Я ободряюще кивнул отцу Вильгельму и позволил Бруно вывести меня из церкви, двери в которую с громким ударом закрыл один из эсэсовцев, проследовавших за нами до выхода. Я тут же обернулся, взглянул на ухмыляющегося Бруно, а затем на машину, припаркованную у ступеней. Я и отсюда видел, что она была пуста.

— Бруно, что происходит? Где моя жена?

— Дома, ждёт тебя, — ответил он, как будто объясняя очевидное.

Я снова посмотрел на закрытые двери и невольно задержал дыхание, ища ответ на лице друга. Или я ошибался и в этом тоже, наивно полагая, что наша дружба была превыше его верности режиму и фюреру?

— Эрнст, ну о чем ты думал? — он начал журить меня как нашалившего ребёнка, хоть я и был его командиром. Хотя, сейчас может уже и не был. В тот момент и я, и отец Вильгельм, запертый внутри, были во власти Бруно и его людей. Бруно знал, что я всё рассказал священнику, я видел это в его глазах.

— Что ты собираешься с ним сделать? — я прошептал чуть слышно.

— Эрнст, ты же не можешь бегать по всему городу, всем подряд рассказывая, чем мы занимались в Вене. Священник? Да что на тебя такое нашло? Может, хотя, это и моя вина. Я видел, что ты был сам не свой этим утром, и всё равно отпустил тебя одного домой. Слава Богу, я вовремя зашёл к Элизабет, и она сказала мне, куда ты пошёл. Подумать страшно, что бы случилось, реши я остаться дома этим вечером. Да ты бы уже к утру в тюрьме был! А ещё через день — на виселице.

— Бруно, прошу тебя… Он никому не скажет… Он всего лишь беззащитный старик, и только… Я его знал всю свою жизнь…

— Мне жаль, Эрнст. У меня приказ. Я должен защищать тебя любыми средствами и заботиться о твоей безопасности. Ты слишком важен для австрийских СС, чтобы вот так испытывать судьбу. Надо было раньше думать.

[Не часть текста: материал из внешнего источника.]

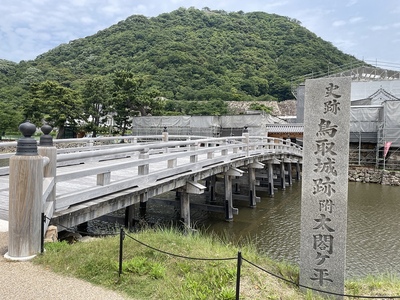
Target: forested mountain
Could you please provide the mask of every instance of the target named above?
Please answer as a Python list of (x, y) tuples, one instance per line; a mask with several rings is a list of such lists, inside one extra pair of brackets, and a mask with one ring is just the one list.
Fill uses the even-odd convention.
[(37, 91), (40, 83), (56, 82), (82, 95), (88, 80), (121, 70), (173, 101), (280, 101), (293, 98), (294, 78), (350, 63), (358, 61), (288, 17), (180, 8), (131, 16), (33, 61), (0, 60), (0, 110), (28, 117), (32, 85)]

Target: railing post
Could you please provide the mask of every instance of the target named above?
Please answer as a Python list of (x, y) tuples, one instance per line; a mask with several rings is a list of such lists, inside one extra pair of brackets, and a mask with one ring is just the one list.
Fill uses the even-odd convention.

Двери наконец открылись, и четверо человек вышли на улицу и встали рядом с нами, все такие же молчаливые и неподвижные, как прежде. Я попытался заглянуть внутрь церкви сквозь их сомкнутые плечи, но не увидел ровным счётом ничего.

— Ты же не будешь больше совершать таких глупых ошибок, правда ведь, Эрнст? — спросил Бруно совсем другим тоном, прежде чем привычная ухмылка снова дернула уголок его рта. — Мы же не можем бегать за тобой по всему городу, подчищая твои хвосты?

— Нет, — отозвался я, ища ступеньку ногой и пятясь подальше от них. — Я иду домой. Я завтра буду в порядке, я обещаю. Я просто слишком много выпил.

— Я так и подумал. — Бруно вместе с четырьмя парами глаз следили за каждым моим шагом не мигая. — Говорил я тебе, не пей на голодный желудок. Но ты же никогда не слушаешь.

Каким-то образом я сумел спуститься до нижней ступени ни разу не оступившись и не поворачиваясь к ним спиной.

— Прощай, Бруно.

— Прощайте, штурмхауптфюрер! — он весело мне отсалютовал. — Скоро увидимся.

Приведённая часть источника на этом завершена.